Wednesday, April 22, 2009

Mrs. Quent and the Magicians

Sometimes I worry that good storytelling is dead.

So often, I find that gimmicks have replaced well-crafted plots, and that characters all display the bland plasticity of Ken and Barbie Doll. But then I read Galen Beckett's wonderful novel, The Magicians and Mrs. Quent.

Although it takes place in an alternate world, Mrs. Quent is written with a Victorian flourish. Characters such as Ivy, Mr. Rafferdy, and Mr. Quent might well have stepped directly from the pages of a Bronte novel. The language and dialogue are delightful, full of those sensibilities that made readers like myself fall in love with Wuthering Heights and Jane Eyre.

Not that this book is simply a magical retelling of those novels. No, Mrs. Quent is definitely its own story set in its own peculiar world. The plot is intricate, weaving together three narratives from three main characters. And though the novel's social structure is reminiscent of Victorian England, Altania (the country in which the novel takes place) is as unique as Narnia.

Although the book doesn't shy away from the grimmer aspects of its plot, it manages to remain genteel throughout. For someone like me who does not enjoy reading about brutality and torture, Mrs. Quent offers a refreshing change. The book is engrossing enough for an adult to read, but mild enough for a preteen to enjoy.

If I have any quibbles with this novel, it is with its pacing. The book is divided into thirds with the first and final sections written in third person. The middle portion, written as a letter from the main character, Ivy, to her mentally ill father is interesting enough, but it chops up the narrative so much that the impact of the book's final chapters is significantly lessened. (Think of reading the first half of Sense and Sensibility, then switching to the Turn of the Screw, and finally finishing up the Austen novel.)

The Magicians and Mrs. Quent is one of those wonderful novels in which the reader can plunge herself into a whole new world and befriend the characters she finds there. I am rarely an on-the-edge-of-my-seat kind of reader, but I couldn't put this book down.

Yes, Mrs. Quent harks back to the days of the Victorian novel, and I have a feeling that - somewhere - the Bronte sisters and Jane Austen are smiling.

And I'm smiling, too.

Monday, April 20, 2009

Second Person

One day, my twelve-year-old son told me that his junior high English teacher had been explaining the difference between first person and third person points of view.

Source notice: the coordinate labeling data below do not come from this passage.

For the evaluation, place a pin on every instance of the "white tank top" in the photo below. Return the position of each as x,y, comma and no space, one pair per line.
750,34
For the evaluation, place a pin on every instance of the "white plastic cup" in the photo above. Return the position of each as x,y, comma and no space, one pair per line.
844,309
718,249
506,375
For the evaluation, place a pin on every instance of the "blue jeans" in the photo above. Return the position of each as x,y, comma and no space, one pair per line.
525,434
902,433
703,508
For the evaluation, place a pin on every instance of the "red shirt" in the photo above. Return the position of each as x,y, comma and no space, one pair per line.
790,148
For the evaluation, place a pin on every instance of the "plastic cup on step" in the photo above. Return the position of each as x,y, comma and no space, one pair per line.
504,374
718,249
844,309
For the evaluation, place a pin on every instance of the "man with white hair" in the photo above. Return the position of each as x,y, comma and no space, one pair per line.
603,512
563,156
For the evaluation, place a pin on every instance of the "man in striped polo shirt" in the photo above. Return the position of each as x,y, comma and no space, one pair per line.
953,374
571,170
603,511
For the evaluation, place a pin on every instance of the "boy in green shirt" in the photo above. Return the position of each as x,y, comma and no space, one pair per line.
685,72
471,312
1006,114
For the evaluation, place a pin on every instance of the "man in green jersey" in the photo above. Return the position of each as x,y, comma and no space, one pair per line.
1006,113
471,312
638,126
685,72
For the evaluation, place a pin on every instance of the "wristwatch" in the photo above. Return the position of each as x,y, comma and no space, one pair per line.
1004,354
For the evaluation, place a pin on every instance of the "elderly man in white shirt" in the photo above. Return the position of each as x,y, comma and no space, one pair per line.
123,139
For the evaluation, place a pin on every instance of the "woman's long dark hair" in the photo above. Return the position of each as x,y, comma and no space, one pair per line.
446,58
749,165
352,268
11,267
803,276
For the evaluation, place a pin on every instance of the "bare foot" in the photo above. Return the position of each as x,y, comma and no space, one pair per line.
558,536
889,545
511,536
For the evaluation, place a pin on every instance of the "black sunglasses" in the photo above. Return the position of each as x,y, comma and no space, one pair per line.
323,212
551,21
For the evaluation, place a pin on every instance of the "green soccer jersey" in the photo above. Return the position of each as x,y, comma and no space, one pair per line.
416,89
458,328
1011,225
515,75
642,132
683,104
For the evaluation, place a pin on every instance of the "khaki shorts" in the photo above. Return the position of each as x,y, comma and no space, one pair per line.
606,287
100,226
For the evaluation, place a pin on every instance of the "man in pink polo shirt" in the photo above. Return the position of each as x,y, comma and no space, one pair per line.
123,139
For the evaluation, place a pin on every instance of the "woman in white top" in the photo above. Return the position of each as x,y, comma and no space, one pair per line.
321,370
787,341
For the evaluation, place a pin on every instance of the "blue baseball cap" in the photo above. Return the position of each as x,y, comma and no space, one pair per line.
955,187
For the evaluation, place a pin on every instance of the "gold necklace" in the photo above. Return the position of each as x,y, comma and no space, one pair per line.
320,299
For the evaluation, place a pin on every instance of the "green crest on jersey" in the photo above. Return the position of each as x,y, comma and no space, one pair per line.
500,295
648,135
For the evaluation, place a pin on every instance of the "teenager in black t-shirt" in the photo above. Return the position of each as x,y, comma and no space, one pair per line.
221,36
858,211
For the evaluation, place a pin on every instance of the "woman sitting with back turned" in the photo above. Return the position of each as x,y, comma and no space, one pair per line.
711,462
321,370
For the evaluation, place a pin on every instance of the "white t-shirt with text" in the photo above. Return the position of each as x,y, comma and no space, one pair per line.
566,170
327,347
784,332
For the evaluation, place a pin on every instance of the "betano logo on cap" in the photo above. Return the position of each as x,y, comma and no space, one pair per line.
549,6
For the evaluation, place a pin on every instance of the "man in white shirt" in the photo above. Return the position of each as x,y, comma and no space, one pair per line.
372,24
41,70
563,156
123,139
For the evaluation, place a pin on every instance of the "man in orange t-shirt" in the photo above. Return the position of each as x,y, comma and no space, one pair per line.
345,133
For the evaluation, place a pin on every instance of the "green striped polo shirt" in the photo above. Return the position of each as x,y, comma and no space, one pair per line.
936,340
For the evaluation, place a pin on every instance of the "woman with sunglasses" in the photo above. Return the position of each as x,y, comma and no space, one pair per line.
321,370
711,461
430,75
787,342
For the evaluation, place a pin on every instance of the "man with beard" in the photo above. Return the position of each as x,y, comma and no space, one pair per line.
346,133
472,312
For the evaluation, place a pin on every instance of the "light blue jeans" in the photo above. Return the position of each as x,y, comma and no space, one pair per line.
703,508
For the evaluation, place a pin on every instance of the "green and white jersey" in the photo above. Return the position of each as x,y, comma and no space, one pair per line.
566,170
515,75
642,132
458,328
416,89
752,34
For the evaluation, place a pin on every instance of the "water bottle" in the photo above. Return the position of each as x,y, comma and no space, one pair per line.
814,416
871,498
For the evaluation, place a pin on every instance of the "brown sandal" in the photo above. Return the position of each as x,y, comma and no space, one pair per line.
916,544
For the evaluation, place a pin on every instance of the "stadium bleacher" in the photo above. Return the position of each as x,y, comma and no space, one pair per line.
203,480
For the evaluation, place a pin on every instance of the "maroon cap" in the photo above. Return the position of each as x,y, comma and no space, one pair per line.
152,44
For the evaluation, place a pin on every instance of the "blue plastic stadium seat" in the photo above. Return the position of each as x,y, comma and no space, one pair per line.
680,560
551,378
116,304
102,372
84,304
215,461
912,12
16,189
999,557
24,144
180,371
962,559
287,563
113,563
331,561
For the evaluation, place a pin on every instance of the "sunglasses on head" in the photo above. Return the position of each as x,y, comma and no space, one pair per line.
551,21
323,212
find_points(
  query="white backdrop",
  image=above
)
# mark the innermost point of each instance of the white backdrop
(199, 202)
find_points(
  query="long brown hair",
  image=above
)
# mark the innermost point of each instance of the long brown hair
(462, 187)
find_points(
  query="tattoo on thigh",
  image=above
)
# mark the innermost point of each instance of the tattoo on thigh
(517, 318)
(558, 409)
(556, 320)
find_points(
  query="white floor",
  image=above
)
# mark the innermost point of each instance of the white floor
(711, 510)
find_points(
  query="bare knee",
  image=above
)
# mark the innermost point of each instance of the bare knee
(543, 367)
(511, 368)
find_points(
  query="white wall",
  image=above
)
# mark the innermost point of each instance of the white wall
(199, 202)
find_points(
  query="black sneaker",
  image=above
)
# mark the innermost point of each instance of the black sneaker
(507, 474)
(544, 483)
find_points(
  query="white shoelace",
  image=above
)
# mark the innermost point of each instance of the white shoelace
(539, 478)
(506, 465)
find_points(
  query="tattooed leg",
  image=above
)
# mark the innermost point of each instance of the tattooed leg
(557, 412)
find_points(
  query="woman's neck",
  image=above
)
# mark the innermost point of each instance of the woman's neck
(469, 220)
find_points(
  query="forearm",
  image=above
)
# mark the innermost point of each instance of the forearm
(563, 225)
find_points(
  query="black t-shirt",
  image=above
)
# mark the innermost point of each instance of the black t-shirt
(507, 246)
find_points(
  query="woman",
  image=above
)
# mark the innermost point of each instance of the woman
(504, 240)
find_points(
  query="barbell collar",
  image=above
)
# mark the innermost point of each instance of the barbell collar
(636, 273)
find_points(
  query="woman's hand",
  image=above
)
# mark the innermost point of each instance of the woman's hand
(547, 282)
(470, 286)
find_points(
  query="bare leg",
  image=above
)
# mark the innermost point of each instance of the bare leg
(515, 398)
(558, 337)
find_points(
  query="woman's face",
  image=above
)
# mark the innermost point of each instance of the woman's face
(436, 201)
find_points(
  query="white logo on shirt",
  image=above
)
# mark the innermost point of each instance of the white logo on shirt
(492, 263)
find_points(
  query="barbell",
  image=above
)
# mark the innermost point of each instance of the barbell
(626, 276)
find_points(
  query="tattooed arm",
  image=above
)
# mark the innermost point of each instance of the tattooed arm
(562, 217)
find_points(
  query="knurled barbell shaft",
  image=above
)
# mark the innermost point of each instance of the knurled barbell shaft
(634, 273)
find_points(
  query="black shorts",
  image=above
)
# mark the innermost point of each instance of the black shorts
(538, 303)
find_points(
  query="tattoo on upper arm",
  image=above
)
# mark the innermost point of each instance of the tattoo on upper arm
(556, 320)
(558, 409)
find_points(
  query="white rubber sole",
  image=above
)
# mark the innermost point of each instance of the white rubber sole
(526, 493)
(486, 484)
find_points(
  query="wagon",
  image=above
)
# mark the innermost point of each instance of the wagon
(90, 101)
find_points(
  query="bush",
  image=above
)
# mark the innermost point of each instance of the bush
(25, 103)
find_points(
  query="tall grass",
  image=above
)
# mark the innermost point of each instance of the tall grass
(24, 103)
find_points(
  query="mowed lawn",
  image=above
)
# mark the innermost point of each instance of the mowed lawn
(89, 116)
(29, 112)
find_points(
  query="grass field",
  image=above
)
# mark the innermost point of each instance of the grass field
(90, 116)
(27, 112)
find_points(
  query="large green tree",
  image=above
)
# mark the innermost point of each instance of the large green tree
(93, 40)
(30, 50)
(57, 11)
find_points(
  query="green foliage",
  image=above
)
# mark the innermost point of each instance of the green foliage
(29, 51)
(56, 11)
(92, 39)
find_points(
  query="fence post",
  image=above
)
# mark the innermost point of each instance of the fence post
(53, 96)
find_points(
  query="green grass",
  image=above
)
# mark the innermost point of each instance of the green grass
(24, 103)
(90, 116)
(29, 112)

When my son asked about second person, she said that there was no such thing (much to his outrage).

Yes, the rumors are true...there is a second person voice.

It reads something like this:

You opened the refrigerator and saw that your roommate had once again drunk all of your beer. Outraged, you pounded on his bedroom door, demanding an explanation. He kept his eyes on the video game he was playing and refused to answer. You stormed away, hating him.

Sounds weird, doesn't it? But while this type of writing defies convention, there are some writers who use it. One notable example is A Prayer for the Dying by Stuart O'Nan. This book is not only written in second person, it is also written in present tense which is doubly strange. Although I believe that this voice would be difficult to tolerate in a long work, A Prayer for the Dying is short. Additionally, the second-person present tense gives the story a powerful impact that it might not otherwise have had. If you haven't read this book, I highly recommend it. (Bright Lights, Big City by Jay McInerney is another example. I have yet to read that one, though.)

In the book Story Matters by Margaret-love Denman and Barbara Shoup, second person POV is also discussed. Story Matters, an outstanding resource for writers, quotes writer Pam Houston who says, "[A second-person] point of view is always about a 'narrator who's ashamed of herself, afraid to say I'." Story Matters goes on to say, "Using the second person washes a layer of shame over the story without the narrator ever having to admit it."

After reading that, I decided to try writing a story from the second-person POV. My story, The Scarlet Wristband, involved a young, teen aged boy who had to choose between telling the truth and saving his mother. Although the piece was successfully published in All Possible Worlds, when it was reviewed, my use of the second-person POV was criticized because it placed too much distance between the reader.

Personally, I enjoy reading the second-person POV (in small amounts). I think it can lend some interesting angles to a narrative. But it can also fail miserably. Like so many unique narrative structures (such as diary entries), however, second-person POV is another tool in the writer's kit.